Minutes are an eternity during a mass shooting
April 3, 2014
Despite admitting that it took police up to 15 minutes to respond to yesterday’s mass shooting at Ft. Hood, Texas, a U.S. Army spokesperson stood behind the Army’s longstanding policy that prevents soldiers from carrying concealed handguns for self-defense on base.
At a press conference on the shooting, which left four dead and 16 injured, Lt. Gen Mark A. Milley was asked if the gun ban should be overturned.
Scroll to 1:25 for discussion on concealed carry.
“No, I don’t think soldiers should have concealed weapons on base,” he stated. “We have law enforcement agents and trained professionals and I don’t endorse carrying concealed.”
But he added that it took police “10 to 15 minutes” to arrive on the scene of the shooting, long after over a dozen people were shot.
“I think law enforcement acted very rapidly and swiftly given the nature of the circumstances,” he said.
But not as swiftly as an individual shooting back at an attacker. During a shooting, when mere seconds can mean life or death, minutes are an eternity.
The concealed carry prohibition, enacted in Feb. 1992 during the H.W. Bush administration, authorized only “qualified personnel” to carry firearms on base, such as law enforcement and others on “security duties.”

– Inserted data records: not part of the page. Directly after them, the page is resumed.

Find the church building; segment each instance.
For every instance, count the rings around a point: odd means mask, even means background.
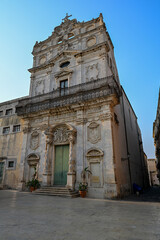
[[[113,198],[147,184],[141,132],[120,85],[102,14],[66,15],[33,47],[29,95],[0,103],[0,187],[23,191],[36,167],[41,186]]]

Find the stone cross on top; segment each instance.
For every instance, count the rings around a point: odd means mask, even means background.
[[[72,15],[70,15],[70,16],[68,16],[68,13],[66,13],[66,16],[65,16],[65,18],[63,18],[62,20],[64,20],[64,22],[67,22],[69,19],[69,17],[71,17]]]

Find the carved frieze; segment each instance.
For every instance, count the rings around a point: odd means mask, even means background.
[[[39,133],[37,131],[34,131],[31,134],[30,147],[32,150],[35,150],[39,147]]]
[[[112,113],[101,114],[101,115],[99,116],[99,120],[101,120],[101,121],[113,120]]]
[[[87,121],[88,121],[87,118],[77,118],[77,119],[76,119],[76,124],[77,124],[77,125],[86,124]]]
[[[91,143],[97,143],[101,139],[100,125],[96,122],[92,122],[87,128],[87,138]]]
[[[86,80],[92,81],[98,78],[99,75],[99,67],[98,63],[92,64],[86,67]]]

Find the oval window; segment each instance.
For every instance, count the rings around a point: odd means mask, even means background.
[[[69,61],[64,62],[64,63],[61,63],[60,67],[61,67],[61,68],[68,67],[69,64],[70,64]]]

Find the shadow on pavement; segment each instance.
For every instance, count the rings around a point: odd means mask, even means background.
[[[160,186],[153,186],[144,190],[139,196],[136,194],[127,196],[123,201],[136,202],[160,202]]]

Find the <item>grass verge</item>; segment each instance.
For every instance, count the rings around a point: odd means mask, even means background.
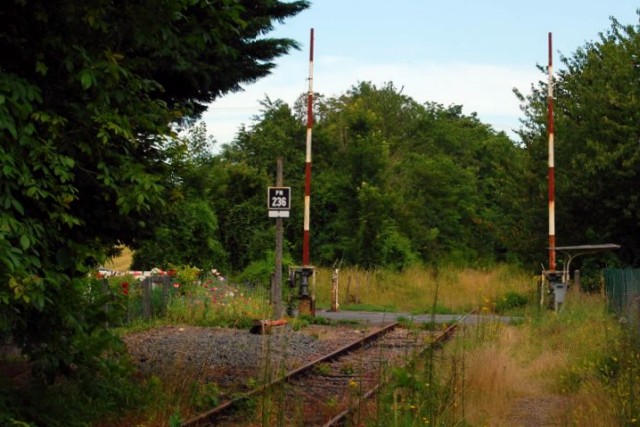
[[[638,425],[638,331],[599,295],[572,293],[558,314],[528,308],[517,325],[465,327],[394,372],[372,425]]]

In short, this DoD policy turned America’s military bases into victim disarmament zones and gun bans in general exacerbate mass shootings by preventing law-abiding citizens from carrying weapons for their protection.
“Only the most out-of-touch radical would try to disarm soldiers,” Rep. Steve Stockman (R-Tx.) stated today, who introduced the Safe Military Bases Act which would overturn the policy. “It’s time to repeal this deadly anti-gun law before it creates another mass killing.”
And the 18th century Italian philosopher and jurist Cesare Beccaria compared banning guns to banning water due to drownings.
“The laws that forbid the carrying of arms are laws of such a nature,” he wrote. “They disarm those only who are neither inclined nor determined to commit crimes.”
“Can it be supposed that those who have the courage to violate the most sacred laws of humanity, the most important of the code, will respect the less important and arbitrary ones, which can be violated with ease and impunity…?”
“Such laws make things worse for the assaulted and better for the assailants,” he added. “They serve rather to encourage than to prevent homicides, for an unarmed man may be attacked with greater confidence than an armed man.”